Intanto prosegue la campagna elettorale in vista del 25 novembre. Renzi è accusato di aver presentato agli italiani pochi contenuti. Il sindaco respinge le accuse al mittente. Cita solo alcuni dei passaggi contenuti nel suo programma. Lavoro, taglio della burocrazia, green economy, cultura «Cosa penso dell’Europa? L’ho detto in 18 lingue diverse che vogliamo gli Stati Uniti d’Europa». Non è il caso di soffermarsi troppo sugli aspetti tecnici del programma. Sono già presenti sul sito. E il programma, Renzi lo sa, non appassiona troppo gli elettori. Non è questo argomento che gli farà vincere le primarie. Molto più redditizio raccontare un sogno agli italiani, come ha spiegato anche ieri sera ai suoi.
E allora difende la rottamazione. Anche se è costretto a riproporre il messaggio sotto una nuova chiave di lettura. Lo consigliano i sondaggi, che lo vedono in difficoltà rispetto all’elettorato più anziano. Ecco perché la rottamazione sarà portata a termine, in caso di vittoria. Ma non è un procedimento legato ai dati anagrafici. «Io mi prendo Morando e vi lascio Fassina tutta la vita» spiega Renzi ironizzando sui due dirigenti democrat.

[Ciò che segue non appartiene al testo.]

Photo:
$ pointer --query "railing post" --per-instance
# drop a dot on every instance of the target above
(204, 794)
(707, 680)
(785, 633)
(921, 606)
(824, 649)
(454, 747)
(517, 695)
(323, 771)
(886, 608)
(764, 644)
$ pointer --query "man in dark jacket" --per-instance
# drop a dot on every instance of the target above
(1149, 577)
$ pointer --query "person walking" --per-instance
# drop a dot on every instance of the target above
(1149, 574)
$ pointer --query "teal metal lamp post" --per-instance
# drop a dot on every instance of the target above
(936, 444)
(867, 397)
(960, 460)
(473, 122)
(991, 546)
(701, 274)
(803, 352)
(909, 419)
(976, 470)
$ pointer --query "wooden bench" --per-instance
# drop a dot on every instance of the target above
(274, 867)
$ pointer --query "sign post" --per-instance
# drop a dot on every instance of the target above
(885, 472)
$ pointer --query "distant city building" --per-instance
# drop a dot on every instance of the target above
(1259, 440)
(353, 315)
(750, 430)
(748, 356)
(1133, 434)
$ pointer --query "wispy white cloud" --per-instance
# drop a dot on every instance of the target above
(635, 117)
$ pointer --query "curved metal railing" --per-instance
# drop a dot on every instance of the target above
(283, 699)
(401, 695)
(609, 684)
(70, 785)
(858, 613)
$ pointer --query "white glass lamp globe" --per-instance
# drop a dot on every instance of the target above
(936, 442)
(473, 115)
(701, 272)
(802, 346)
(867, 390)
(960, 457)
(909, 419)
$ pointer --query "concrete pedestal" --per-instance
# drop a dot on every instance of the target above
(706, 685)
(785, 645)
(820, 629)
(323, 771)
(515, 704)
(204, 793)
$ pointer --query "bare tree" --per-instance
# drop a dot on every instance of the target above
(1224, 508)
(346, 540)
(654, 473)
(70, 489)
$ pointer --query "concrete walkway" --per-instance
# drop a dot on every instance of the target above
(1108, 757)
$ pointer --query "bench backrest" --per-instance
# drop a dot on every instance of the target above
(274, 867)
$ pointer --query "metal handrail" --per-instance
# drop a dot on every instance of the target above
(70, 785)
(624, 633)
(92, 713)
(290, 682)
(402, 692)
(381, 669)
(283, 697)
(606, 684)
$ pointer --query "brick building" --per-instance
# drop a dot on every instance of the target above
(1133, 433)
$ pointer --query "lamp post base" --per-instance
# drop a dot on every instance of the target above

Alla fine vengono accontentati anche i membri dello staff che chiedevano a Renzi un attacco più diretto al partito (almeno così raccontano i bene informati). Il sindaco non risparmia qualche frecciata al segretario. La più applaudita quando difende Pietro Ichino. «Chiedo al nostro segretario Pier Luigi Bersani se non sia il caso di dire una parola su chi ha detto che Ichino sta dalla parte sbagliata e non si debba candidare con noi: lo ha detto il segretario della Cgil». Renzi attacca: «Dove sta Ichino lo decide Ichino e gli elettori che lo votano, non il segretario di una organizzazione sindacale».
Renzi ripete che se perde non avrà bisogno di premi di consolazione. «Non voglio diventare come loro». Inchioda la sinistra alle sue responsabilità. Il fallimento degli ultimi venti anni passa anche da qui. «Perché non avete fatto la legge sul conflitto di interessi? Avete avuto paura». Passato e presente. Renzi attacca Bersani sulla scelta di dialogare con Casini. Confermando la sua intenzione di chiudere ogni possibile accordo con i centristi. «Perché dovrei fare un accordo con una forza moderata che mi prende i voti in conto terzi e non prenderli direttamente?. Perché devo inseguire Casini? Pier Luigi, dammi un motivo per cui non si possa essere chiari su questo tema».
Sabato prossimo, a poche ore dall’apertura dei seggi, il sindaco sarà a Siena. Dove chiuderà la sua campagna elettorale. Un appuntamento scelto con cura nella città del Monte dei Paschi per tornare a parlare dell’intreccio tra economia, finanza e politica. Nei prossimi giorni Renzi proverà a convincere gli ultimi indecisi. Sarà in Emilia e in Puglia, le zone del Paese dove i suoi sondaggi lo danno più in difficoltà. In programma anche una visita al suo seggio delle primarie. Si farà fotografare mentre si registra all’albo degli elettori a Firenze, sperando di convincere molti sostenitori ad anticipare le procedure di iscrizione.